This is a sentiment expressed by many who work with the food bank. We are happy to have the ability to help the four million New Yorkers struggling to afford food; however we wish we didn’t have to. I agree with Chris, even one hungry New Yorker is one too many.
Last month I volunteered a little of my time to drop off materials at a few restaurants participating in Time Out For Hunger. I specifically asked for restaurants in the Lower East Side for a couple of reasons. First, I love the walk from the Food Bank’s office in the Financial District. And, second, for me it was a perfect excuse to drop by The Pickle Guys (they weren’t part of Time Out For Hunger, but I am convinced they brine the best pickles in the world, so I think they deserve a mention).
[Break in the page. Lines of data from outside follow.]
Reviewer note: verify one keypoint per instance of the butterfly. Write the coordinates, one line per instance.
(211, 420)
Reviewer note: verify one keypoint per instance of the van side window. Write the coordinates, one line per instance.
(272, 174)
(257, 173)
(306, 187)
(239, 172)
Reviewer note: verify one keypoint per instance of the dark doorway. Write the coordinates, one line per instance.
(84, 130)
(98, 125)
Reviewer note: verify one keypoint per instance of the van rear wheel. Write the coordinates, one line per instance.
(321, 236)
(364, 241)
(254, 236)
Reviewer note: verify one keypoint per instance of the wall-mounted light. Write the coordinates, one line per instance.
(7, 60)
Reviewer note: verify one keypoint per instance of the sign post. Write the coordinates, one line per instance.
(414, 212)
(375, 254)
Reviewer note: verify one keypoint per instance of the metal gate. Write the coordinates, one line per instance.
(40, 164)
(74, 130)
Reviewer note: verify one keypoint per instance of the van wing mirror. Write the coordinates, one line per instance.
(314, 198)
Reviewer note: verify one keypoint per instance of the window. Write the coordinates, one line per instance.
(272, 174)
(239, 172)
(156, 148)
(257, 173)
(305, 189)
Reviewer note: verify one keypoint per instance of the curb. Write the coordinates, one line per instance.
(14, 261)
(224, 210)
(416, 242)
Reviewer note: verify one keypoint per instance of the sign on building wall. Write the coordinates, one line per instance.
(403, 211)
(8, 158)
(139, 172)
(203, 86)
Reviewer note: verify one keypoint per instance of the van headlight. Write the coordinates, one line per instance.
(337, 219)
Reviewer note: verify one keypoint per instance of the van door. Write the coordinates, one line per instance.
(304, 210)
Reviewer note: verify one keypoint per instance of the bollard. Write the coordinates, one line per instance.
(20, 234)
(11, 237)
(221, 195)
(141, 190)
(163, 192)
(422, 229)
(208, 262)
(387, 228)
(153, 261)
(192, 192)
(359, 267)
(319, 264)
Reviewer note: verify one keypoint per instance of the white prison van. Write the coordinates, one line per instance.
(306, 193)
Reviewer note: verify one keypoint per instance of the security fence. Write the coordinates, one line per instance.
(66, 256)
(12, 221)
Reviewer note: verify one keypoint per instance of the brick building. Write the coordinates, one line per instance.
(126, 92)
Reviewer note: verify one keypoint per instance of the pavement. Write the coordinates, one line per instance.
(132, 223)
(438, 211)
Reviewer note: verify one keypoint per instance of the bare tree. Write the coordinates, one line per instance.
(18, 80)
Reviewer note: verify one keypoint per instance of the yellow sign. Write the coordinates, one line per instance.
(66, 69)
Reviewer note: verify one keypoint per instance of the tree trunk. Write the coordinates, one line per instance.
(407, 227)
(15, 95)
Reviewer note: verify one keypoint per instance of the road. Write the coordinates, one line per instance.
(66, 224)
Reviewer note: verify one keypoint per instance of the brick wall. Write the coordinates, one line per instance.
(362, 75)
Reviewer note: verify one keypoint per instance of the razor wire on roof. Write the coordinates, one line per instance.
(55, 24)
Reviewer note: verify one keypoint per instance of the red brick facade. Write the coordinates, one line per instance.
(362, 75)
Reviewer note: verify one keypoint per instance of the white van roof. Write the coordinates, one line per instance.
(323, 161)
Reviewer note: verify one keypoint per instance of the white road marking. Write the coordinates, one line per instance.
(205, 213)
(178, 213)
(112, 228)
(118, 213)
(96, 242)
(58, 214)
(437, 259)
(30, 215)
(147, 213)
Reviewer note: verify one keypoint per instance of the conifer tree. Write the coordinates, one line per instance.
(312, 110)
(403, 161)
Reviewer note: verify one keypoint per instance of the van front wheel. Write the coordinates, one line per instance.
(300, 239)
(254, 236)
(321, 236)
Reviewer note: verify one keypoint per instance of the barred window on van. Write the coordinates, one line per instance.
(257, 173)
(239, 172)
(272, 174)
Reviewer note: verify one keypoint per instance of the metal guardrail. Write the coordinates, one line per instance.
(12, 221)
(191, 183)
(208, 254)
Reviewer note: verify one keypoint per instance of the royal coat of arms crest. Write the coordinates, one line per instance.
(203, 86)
The walk to the LES always reminds me why I love New York City. It may be crowded and it may be dirty, but I have never encountered a city packed so full of history and diversity. The route I walk takes me past Ancient Order of Hibernians Drive, a building still marked as the Five Points Mission, a Buddhist temple, at least one synagogue, innumerous durians, under the Manhattan bridge and on.
I also can’t help but be aware of how much poverty exists along this short route — even above Delancey, where the LES is now more well known for designer boutiques than for its tenement rows. Using our Food Program Locator, I found that just in 10002 — the zip code where I delivered our materials — there are six food pantries, one soup kitchen and two senior centers that serve free meals.
It still amazes me to find so much need in our city, even where at first glance you wouldn’t expect it. Take a look at your own zip code, or the zip where you work. You may be surprised.